If you have your credit card, call the number on back of the card to notify the company directly. If the physical card is not available, access their web site and look for the Contact or Help options to find the number to call. Another way is to dial 411 from your cell phone or landline phone. When reporting the stolen card, you will get assurances from the company of your liability limits, if any, and what steps will be taken to prevent future loss. Also, call your bank or credit union where you have savings and checking accounts, especially if you have a debit card, to alert them to the identity theft so your account can be monitored for any suspicious activity.

Second Step: Contact the credit reporting agencies

The three major credit reporting agencies, Equifax, TransUnion, and Experian, collect and make available information concerning your debt and repayment history for loans, mortgages, and other types of financial obligations. Notifying one of them immediately will prevent the identity thief from changing the address or other contact information that is on record. Each agency is required to notify the other two once a fraud alert request is received. It will also allow them to monitor your accounts and contact you in the event of any suspicious requests for a period of 90 days, after which the alert can be renewed.

Contact the credit agencies below. The credit agencies can assist with your request to monitor unusual activity on your accounts.

Equifax: (800) 685-1111

Experian: (888) 397-3742

TransUnion: (800) 916-8800

Third Step: Contact the Federal Trade Commission (FTC)

The federal government needs to collect information concerning identity theft to assist in tracking down those responsible, and to analyze and identify people who are targets of identity thieves. Information collected is also used to determine the methods currently being used to steal the identities of victims.

The contact number for the FTC is 1-877-IDTHEFT (1-877-438-4338) or the complaint can be filed online at

Fourth Step: Filing the Identity Theft Report

The purpose of filing the Identity Theft Report is to give you the power to begin to resolve any immediate damage that may have been caused by the thief. Credit reporting bureaus and businesses that opened up unauthorized lines of credit in your name are typical examples of companies you will potentially have to deal with, and filing the report helps deal with each of them.

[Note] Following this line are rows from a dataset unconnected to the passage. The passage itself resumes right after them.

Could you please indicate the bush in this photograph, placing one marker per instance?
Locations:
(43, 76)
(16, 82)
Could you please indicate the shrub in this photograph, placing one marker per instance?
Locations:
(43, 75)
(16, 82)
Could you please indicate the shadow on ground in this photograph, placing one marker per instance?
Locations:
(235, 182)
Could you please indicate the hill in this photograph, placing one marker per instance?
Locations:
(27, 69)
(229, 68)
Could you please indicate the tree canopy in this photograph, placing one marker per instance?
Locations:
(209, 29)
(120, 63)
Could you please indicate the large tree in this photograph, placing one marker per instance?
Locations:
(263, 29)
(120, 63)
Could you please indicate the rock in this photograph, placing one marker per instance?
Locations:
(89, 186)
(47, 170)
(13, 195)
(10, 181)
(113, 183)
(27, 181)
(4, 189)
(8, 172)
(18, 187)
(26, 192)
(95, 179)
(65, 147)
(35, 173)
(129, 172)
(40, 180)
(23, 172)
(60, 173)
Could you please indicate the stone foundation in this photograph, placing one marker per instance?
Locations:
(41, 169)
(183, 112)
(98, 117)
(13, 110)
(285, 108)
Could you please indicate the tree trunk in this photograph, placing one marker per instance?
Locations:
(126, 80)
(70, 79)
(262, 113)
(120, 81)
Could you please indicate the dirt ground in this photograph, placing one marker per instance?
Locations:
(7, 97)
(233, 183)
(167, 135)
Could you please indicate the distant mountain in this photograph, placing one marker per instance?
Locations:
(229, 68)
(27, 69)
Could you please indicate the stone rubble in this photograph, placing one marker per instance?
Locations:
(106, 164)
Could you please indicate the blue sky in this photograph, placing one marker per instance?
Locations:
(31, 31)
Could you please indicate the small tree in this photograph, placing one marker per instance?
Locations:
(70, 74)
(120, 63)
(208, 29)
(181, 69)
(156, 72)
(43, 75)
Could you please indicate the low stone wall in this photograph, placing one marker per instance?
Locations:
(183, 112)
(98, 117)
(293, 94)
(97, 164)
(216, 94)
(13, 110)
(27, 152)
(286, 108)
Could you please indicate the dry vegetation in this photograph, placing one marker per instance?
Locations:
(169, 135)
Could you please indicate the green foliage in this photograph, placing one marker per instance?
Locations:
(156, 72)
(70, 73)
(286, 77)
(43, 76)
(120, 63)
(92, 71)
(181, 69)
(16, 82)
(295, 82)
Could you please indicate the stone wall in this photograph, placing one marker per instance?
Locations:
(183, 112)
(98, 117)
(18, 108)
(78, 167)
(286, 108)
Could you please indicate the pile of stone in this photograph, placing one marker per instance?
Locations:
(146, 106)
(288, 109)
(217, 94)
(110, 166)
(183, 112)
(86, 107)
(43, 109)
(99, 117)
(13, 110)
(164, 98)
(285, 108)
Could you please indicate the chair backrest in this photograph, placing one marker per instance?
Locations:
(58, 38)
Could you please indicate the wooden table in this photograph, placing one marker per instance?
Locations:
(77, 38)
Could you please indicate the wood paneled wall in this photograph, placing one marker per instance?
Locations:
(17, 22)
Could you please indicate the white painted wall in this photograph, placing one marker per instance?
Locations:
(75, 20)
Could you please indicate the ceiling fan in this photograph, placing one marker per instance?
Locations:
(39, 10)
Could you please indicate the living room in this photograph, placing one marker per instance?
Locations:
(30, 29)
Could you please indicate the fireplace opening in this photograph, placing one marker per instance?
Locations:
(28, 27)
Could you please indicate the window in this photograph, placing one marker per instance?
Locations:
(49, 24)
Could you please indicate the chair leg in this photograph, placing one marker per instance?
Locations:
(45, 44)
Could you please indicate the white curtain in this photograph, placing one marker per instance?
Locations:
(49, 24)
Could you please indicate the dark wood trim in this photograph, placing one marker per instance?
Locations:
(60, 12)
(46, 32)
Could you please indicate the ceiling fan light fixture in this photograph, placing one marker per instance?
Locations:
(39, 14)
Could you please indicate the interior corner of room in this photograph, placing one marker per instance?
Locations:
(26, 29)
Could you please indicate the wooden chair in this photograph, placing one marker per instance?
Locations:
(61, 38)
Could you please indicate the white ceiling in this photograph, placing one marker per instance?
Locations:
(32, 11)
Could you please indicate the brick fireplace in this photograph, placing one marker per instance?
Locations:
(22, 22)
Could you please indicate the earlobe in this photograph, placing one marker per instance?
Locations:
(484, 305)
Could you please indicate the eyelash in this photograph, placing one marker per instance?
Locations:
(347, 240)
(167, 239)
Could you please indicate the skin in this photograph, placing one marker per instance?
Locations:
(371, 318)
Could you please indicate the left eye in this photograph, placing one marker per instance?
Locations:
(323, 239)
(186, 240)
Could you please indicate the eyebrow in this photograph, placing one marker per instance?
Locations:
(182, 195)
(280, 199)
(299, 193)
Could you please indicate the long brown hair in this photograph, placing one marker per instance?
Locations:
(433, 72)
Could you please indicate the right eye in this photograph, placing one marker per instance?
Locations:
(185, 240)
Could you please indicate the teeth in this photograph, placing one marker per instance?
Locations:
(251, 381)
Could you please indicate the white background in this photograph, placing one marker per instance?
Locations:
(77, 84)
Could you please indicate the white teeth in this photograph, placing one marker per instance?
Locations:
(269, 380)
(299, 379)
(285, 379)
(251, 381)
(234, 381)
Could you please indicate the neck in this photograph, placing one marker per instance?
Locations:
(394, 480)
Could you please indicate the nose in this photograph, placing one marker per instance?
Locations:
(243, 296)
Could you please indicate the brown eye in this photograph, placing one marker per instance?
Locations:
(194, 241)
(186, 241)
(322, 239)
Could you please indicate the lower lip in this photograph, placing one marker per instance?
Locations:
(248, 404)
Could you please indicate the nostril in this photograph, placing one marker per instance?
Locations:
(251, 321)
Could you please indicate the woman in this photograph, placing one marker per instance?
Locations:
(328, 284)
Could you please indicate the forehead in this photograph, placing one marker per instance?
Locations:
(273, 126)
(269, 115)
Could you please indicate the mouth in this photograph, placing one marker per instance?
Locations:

Advantages secured by filing the Identity Theft Report are:

  • Extending the fraud alert initially placed on your accounts
  • Halting debt collection on fraudulently opened accounts
  • Obtaining information from companies about accounts that have been compromised and used by the identity thief
  • Having information that was the result of fraud removed from your credit report

Creating an Identity Theft Report is more than filling out the form.

  • Once the detailed report is completed, print out a copy of the report. This printed copy is called an Identity Theft Affidavit.
  • Bring the Identity Theft Affidavit with you when you go to file the police report
  • After filing the police report, obtain a copy or the file number of the report
  • The Identity Theft Affidavit plus the police report create the official Identity Theft Report

These steps are the beginning of halting and repairing the damage created by identity theft. The Identity Theft Report demonstrates legal actions performed on your part, but what information is acceptable to a credit reporting agency may vary from company to company based on individual policies and policies of the businesses reporting the information. While the process can get complex, these initial steps lay a foundation to make future resolution of problems easier.